その光はキャゼリーヌのすぐ目の前の何もない空間に、あのオルトロスの映像を投影した。なるほど、こいつの左目はプロジェクターみたいになってるのか。
「さらにこのまま、遠方と通信もできる」
「へえ、便利だな」
機銃とかよりもはるかに役に立ちそうだ。
「あ、そうだ! せっかくだし、マオシュに連絡してみてくれよ」
「そうだな。師匠にもトモキどのたちと出会ったことを話しておいた方がいいだろう」
と、キャゼリーヌはそこでいったん左目を閉じ、また開いた。おそらくそれはプロジェクターのチャンネルを切り替えるような操作だったんだろう。たちまち、目の前に投影されている映像が切り替わり、オルトロスからどこかの酒場の風景になった。
そして、その景色の中央にいるのは鎧姿の大男と銀髪のイケメンだった。
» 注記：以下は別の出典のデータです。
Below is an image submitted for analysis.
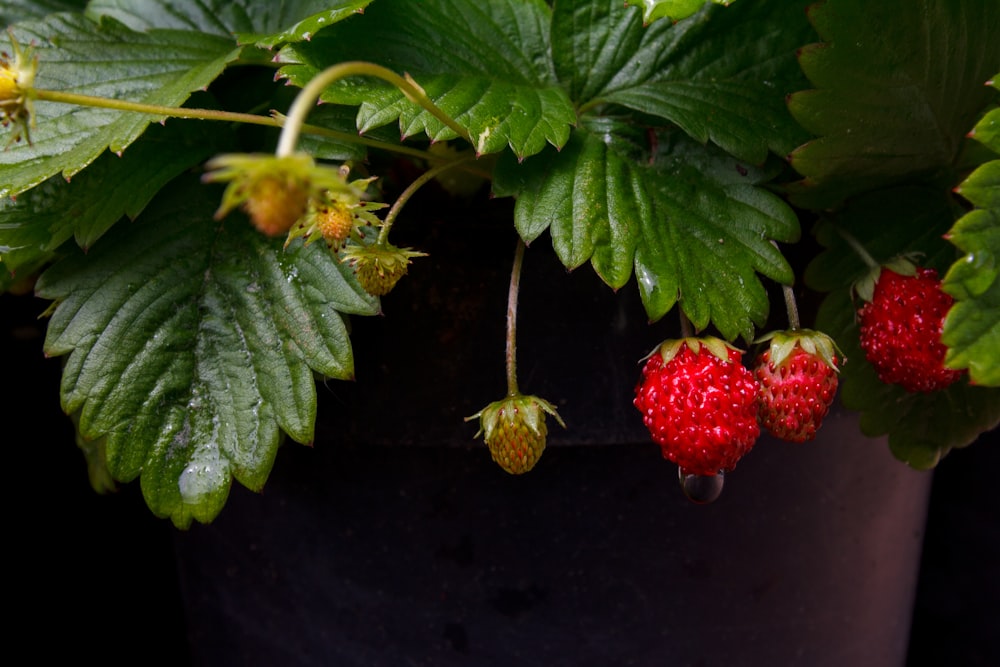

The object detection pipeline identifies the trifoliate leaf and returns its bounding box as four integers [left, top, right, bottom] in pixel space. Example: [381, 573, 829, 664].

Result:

マオシュとザドリーだ。二人は今、酒場のテーブルで朝食をとっているようだ。
「なんや、キャゼリーヌ? 朝っぱらからいきなり通信して来よってからに……って、アル? なんでお前がキャゼリーヌと一緒におるんや?」
鎧の大男は俺を見てぎょっとしたようだった。間違いなくこの中にあのもふもふのキツネが入ってるようだ。確か、乱獲されて絶滅寸前のレア種族だから普段は姿を隠してるんだっけ。バジリスク・クイーンとの戦いで大破したはずの鎧が何事もなかったかのように元通りになってるのは気になるところではあるが。
「トモキ、聞いたよ! 君は僕たちと別れた後、ついにあの竜を倒したそうじゃないか!」
と、鎧姿のマオシュの隣の席に座っている銀髪君は、いきなり俺を見て騒ぎ出した。そういや、こいつは俺にあの竜を倒させるためだけに、王様の操り人形のアイドルやってたんだっけ。相変わらず熱くてうざいリアクションだぜ。
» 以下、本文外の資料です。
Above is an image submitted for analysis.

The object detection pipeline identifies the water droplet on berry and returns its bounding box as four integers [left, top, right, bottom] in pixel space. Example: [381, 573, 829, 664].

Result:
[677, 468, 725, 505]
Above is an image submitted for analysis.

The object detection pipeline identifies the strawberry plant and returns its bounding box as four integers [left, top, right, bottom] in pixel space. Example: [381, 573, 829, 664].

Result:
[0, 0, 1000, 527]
「まあ、その竜を倒してからいろいろあってな、俺たち今、ベルガドの祝福ってのを探して、ここベルガドにいるんだよ」
「師匠、トモキどのとはあのオルトロスBF-N98を回収に向かっていた際に出会ってな」
と、キャゼリーヌも話に割り込んできた。
「オルトロスBF-N98も私が駆けつけたときには、すでにトモキどのが処理していた。あのアンチフィジカルバリアを素手で数十秒で破るという、鬼神のごとき戦いぶりでな。さすが伝説の勇者どのだ」
「せやろ? アルってば、ほんま、マジ強いねんでー」
と、なぜか俺のことで誇らしげに胸を張るマオシュだった。お前は何もしてないだろうがよ。
「おお、どうやら君はまた新たな強敵を倒したようだね。さすがトモキだ、すばらしい!」
ザドリーはザドリーで、事情もよく知らんくせに俺に拍手してくるのだった。お前に褒められても少しもうれしくないんだがな。
と、そこで、
「あ、ザドリーさん、マオシュさん、お久しぶりです」
ユリィも俺の隣にやってきて、二人にあいさつした。
「お-、ユリィも久しぶりやな。ちょっと見ないうちに、なーんかめっちゃべっぴんになってへん?」
「そうだね。レーナで別れたときとは見違えるようだ」
と、マオシュとザドリーはユリィをほめるが……ケモノとデブ専男の言葉じゃなあ。まあ、ユリィはそれなりに照れてはいたが。
「ああ、そうだ、せっかくだし、俺の頭の上の奴らも紹介しておくよ」
「頭の上?」
マオシュたちは首をかしげた。キャゼリーヌの左目のカメラだと俺の頭の上の様子は見切れて二人には見えてないようだ。
「師匠、こちらはカプリクルス族のレオローンどのと、ザックどのだ」
キャゼリーヌはすぐに俺の頭の上を見上げて言った。
すると、
「うわ! アル、なんで朝っぱらから頭の上にそないなもん乗せとんのや! お前アホか!」
「き、君は本当に破天荒な人物だな……」
二人に思いっきり驚かれ、呆れられてしまった。
「いや、俺だって好きでこんなの乗せてるわけじゃねえから!」
重いし! 勝手に乗られただけだし! 思わず声を荒げてしまう俺だった。